Summary Background After partial resection of the thyroid gland, a second operation referred to as “completion thyroidectomy” may be required if histopathological analysis indicates the presence of differentiated thyroid cancer (DTC). Although there is little evidence, it is assumed that the time point of completion thyroidectomy is not critical for oncological prognosis of patients with DTC. We assessed whether patients with total thyroidectomy (TTx) in a two‐step procedure have an equal long‐term prognosis with regard to disease‐specific survival (DSS) compared to patients immediately undergoing total thyroidectomy in a one‐step procedure. Methods A database study using the Würzburg thyroid cancer database with 2258 patients with pT1a‐pT4b tumours DTC who were operated between 1980 and 2016 was carried out. Results A total of 277 patients with papillary microcarcinoma pT1aN0M0 were treated by hemithyroidectomy. TTx as one‐step procedure was performed in 1114 patients compared to 867 with TTx as a two‐step procedure. Patients with papillary thyroid cancer more frequently had a TTx as one‐step procedure than follicular thyroid cancer patients (59.4% vs 47%; P < 0.001).

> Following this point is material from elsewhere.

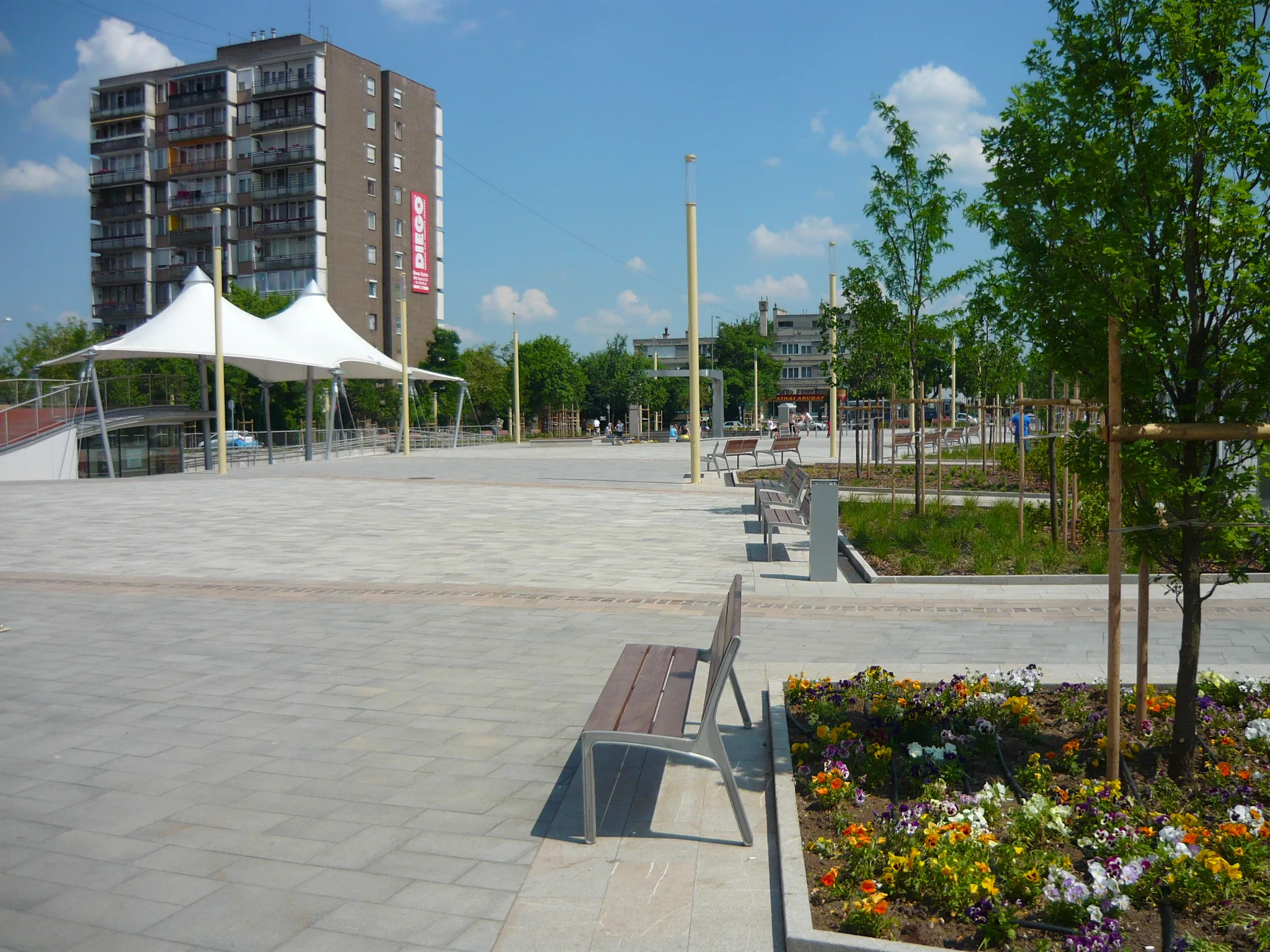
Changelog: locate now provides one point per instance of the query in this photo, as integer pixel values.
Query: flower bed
(915, 829)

Compared to a one‐step thyroidectomy, overall complication rate was not different compared to patients undergoing a single operation. Multivariate analysis showed that the presence of distant metastases, T‐stage and age at diagnosis were the only independent determinants for DTC‐specific survival, regardless of a one‐ or two‐time thyroidectomy. Conclusion The present study on the largest of such patient collectives provides evidence that a delayed completion operation does not affect DSS in DTC, nor does it lead to a significant increase in complication rates.